# trouble with PE design next



## nikkiann34 (Jul 13, 2012)

i have got a brother 770 machine and have purchased PE design next. I have imported a jpeg of my logo and pressed on auto punch but when it converts to stitches i lose some of the lettering and detail and the colours change. does anyone no what i' doing wrong and can help me....it is really frustating...lol


----------



## Riph (Jan 11, 2011)

Auto punch on a jpeg or other bitmap type of image in PE Design Next does not work terribly well. It is very dependent on the artwork you feed it, the colors, the amount contrast between the colors, etc. I have used a couple of times successfully, but usually the results are not great. You can fiddle with the settings in the auto-punch dialog boxes, but overall, it is hard to get good results.

If you want to automatically digitize something in PE Design Next, a better approach is to get your artwork in a vector format* in a graphics software package like Corel Draw or Illustrator, then export it in Windows metafile (.wmf) format. The in PE Design, open a new document, go to Home>>Import Patterns>>From Vector Image... and then bring in the .wmf file you saved.

PED will import that file and convert to stitches on the fly. You will get much better results this way. 

Still, no auto-digitizing program is perfect, and you will likely have to do some fiddling regardless. 

Admittedly you will spend a fair amount of time either converting your jpeg to vector, or just hand digitizing the thing in PE Design from scratch. If it was easy, everyone would be doing it. 

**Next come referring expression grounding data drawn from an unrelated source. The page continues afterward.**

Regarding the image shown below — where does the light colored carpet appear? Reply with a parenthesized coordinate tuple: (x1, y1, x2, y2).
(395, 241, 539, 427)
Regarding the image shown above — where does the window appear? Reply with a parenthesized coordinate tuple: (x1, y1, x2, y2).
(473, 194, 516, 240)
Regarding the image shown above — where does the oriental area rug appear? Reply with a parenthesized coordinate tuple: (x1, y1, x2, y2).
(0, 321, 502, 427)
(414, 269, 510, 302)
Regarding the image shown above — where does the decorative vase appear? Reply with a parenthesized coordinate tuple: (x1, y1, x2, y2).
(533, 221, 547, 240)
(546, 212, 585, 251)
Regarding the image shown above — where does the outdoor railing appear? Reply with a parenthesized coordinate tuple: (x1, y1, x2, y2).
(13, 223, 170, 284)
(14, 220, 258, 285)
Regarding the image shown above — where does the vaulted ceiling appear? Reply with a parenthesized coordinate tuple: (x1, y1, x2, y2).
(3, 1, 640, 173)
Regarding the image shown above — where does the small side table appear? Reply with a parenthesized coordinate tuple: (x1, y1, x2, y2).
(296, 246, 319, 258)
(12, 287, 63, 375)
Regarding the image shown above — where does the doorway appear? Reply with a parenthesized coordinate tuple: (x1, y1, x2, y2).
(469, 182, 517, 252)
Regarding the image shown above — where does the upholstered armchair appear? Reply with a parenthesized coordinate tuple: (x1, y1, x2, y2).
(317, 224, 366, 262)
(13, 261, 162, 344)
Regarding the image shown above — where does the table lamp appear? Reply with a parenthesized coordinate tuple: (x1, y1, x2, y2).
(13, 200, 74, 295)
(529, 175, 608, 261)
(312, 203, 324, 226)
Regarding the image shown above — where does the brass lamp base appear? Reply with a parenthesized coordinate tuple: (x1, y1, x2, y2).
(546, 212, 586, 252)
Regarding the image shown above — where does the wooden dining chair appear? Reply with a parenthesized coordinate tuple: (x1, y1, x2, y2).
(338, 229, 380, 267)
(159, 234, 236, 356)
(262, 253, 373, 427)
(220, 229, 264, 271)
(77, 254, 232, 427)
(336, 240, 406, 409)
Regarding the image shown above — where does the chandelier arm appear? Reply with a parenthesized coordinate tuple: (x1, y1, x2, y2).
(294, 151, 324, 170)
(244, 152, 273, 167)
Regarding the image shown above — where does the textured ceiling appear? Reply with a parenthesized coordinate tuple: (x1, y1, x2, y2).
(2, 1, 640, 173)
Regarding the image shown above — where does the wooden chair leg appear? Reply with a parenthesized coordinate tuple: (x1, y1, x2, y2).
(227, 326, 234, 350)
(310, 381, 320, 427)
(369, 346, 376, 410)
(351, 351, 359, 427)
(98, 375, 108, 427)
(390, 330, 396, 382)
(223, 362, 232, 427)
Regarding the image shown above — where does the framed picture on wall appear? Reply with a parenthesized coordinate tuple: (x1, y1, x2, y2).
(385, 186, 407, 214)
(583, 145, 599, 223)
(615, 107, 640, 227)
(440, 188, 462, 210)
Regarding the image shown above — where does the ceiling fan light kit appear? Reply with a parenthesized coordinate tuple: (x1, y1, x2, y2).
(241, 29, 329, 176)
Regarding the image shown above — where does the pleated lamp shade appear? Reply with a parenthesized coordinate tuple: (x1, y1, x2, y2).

* If you don't know how to get your artwork converted from a jpeg into a vector format, then you will need to learn that.


----------



## sitzerlandwyo (Jan 20, 2011)

we where never happy with using the PE next software we had older berninia software that we liked more. Most times we just spend the 15 and send it out to a flat rate digitizer for 15 its cheaper than me wasting an hour of my time to work on it.


----------